Like so many others we disappeared from the Turkish scene (making slightly more noise as we departed) but avoiding our own starring role in a personalized version of Midnight Express. Well may one ask of those that haven’t departed as to what they had to do to get their ÇED. Don’t expect a straight answer because there are laws on the books in Canada, the US and the UK that don’t comprehend the existence of “secret” partners.
Ever ones to put a positive spin on a situation, we are sure there are miners out there that probably say under their breath to investors that the coup was a good thing because it sank the Turkish lira and thus made costs “so much lower”. The slight wrinkle in this theory is that “secret” partners like to deal in dollars and they aren’t in the business of haggling or giving discounts no matter how hairy the political situation gets.

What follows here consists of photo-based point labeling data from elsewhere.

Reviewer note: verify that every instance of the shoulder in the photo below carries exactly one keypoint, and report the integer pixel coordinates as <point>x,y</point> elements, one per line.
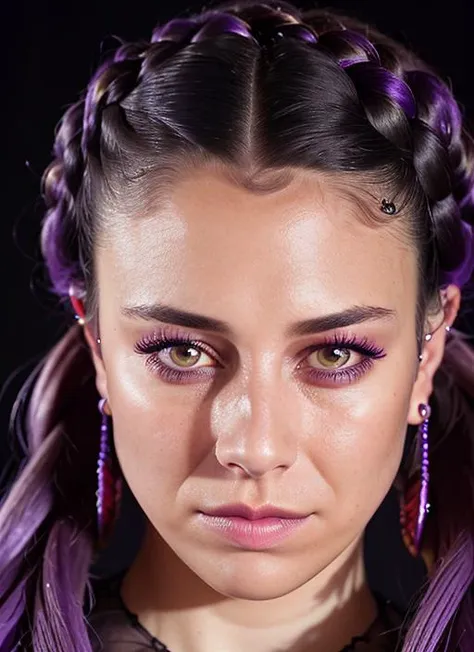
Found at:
<point>111,628</point>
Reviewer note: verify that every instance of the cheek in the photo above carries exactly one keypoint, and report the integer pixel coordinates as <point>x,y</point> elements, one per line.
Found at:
<point>159,431</point>
<point>360,444</point>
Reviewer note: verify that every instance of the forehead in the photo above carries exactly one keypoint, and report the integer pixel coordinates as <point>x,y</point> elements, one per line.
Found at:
<point>212,244</point>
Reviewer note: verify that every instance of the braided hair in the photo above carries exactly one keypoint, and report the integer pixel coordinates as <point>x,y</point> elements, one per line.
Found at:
<point>260,87</point>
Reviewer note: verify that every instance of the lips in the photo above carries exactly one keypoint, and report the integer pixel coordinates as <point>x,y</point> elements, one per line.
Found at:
<point>252,513</point>
<point>252,528</point>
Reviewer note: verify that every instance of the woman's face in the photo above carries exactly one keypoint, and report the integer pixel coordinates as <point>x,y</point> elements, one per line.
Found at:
<point>286,381</point>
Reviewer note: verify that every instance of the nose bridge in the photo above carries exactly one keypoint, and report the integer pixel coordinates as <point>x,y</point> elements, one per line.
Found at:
<point>253,434</point>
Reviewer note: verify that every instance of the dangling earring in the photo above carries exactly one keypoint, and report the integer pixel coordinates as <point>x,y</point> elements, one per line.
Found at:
<point>109,490</point>
<point>414,501</point>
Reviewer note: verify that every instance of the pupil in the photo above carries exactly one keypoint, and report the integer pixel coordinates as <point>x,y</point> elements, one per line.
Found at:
<point>185,355</point>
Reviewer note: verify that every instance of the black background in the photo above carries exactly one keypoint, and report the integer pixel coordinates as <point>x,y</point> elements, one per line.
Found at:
<point>50,50</point>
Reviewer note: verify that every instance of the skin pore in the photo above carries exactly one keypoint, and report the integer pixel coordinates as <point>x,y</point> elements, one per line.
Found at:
<point>254,410</point>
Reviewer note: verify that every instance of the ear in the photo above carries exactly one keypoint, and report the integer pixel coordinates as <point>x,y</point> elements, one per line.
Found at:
<point>100,375</point>
<point>433,351</point>
<point>91,334</point>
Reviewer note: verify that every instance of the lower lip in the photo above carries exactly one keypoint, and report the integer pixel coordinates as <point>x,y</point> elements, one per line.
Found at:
<point>259,534</point>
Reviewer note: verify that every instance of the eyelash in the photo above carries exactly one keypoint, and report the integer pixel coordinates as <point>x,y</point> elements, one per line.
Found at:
<point>152,345</point>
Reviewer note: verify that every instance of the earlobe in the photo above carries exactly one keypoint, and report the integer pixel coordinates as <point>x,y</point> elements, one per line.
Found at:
<point>432,354</point>
<point>92,341</point>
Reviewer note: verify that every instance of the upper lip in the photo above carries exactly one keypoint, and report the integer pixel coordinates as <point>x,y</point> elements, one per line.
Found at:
<point>252,513</point>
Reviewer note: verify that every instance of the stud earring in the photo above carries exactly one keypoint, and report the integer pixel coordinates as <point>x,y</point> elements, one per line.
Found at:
<point>414,505</point>
<point>109,479</point>
<point>388,207</point>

Regimes that start heading down the road towards totalitarianism rarely have a Road to Damascus and get back on the path to righteousness. Turkey is now on the slippery slide. The EU was prepared to tie itself in moral knots to accommodate the increasing repression of critics. The US was prepared to play along with a major NATO partner. Now that both have felt the fangs of the dog that bites the hand that feeds, the mood is souring rapidly. Even as we write the history books are being rewritten as to who lit the touchpaper on Syria and who sold arms to both sides in that war and then bought oil from both sides.

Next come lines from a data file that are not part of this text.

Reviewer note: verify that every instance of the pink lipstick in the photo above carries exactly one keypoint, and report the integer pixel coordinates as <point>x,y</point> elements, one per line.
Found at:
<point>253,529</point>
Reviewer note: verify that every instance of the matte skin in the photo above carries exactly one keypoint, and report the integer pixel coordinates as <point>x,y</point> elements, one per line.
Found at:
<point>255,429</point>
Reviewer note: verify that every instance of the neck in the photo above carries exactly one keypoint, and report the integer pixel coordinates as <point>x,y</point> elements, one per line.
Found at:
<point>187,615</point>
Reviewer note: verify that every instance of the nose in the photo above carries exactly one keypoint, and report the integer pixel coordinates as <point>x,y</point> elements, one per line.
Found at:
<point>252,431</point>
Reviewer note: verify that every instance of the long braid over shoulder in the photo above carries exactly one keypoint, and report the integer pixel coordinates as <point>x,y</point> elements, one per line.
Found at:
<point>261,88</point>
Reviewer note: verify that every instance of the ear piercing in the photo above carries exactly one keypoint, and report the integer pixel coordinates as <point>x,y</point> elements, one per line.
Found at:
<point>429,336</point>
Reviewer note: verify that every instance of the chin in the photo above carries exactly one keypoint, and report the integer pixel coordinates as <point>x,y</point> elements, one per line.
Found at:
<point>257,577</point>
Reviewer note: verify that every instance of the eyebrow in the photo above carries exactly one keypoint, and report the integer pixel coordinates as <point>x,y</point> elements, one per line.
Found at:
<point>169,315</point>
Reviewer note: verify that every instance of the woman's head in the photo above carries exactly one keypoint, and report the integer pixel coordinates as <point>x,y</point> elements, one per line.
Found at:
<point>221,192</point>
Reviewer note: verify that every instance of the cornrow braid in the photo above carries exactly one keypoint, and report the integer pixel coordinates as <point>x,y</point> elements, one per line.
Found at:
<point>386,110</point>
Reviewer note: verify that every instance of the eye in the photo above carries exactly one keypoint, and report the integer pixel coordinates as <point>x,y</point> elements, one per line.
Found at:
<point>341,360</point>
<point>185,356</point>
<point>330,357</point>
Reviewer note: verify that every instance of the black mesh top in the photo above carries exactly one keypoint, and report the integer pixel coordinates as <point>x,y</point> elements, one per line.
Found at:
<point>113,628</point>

Is this a place that one wants to make a mining investment at this point? Sure the geology is great but frankly with Iran, its eastern neighbour in the Tethyan Belt, rising in the acceptability stakes as Turkey takes a dive, and knowing what we know about Turkey’s “mining friendly” regime (take a rabies shot before you negotiate), who needs it? Financing money is starting to flow again but it is not, as yet, indiscriminate, and countries with coups, failed or otherwise, in their immediate past are going to be a tougher sell than ones where the regime is stable and trustworthy. With countries like Argentina and Iran coming in from the cold then who needs to be invested in a country that has yet to show an example of any Western miner having knocked the ball out of the field? Turkey will still be around when all this passes. Better to await the coup that finally works out.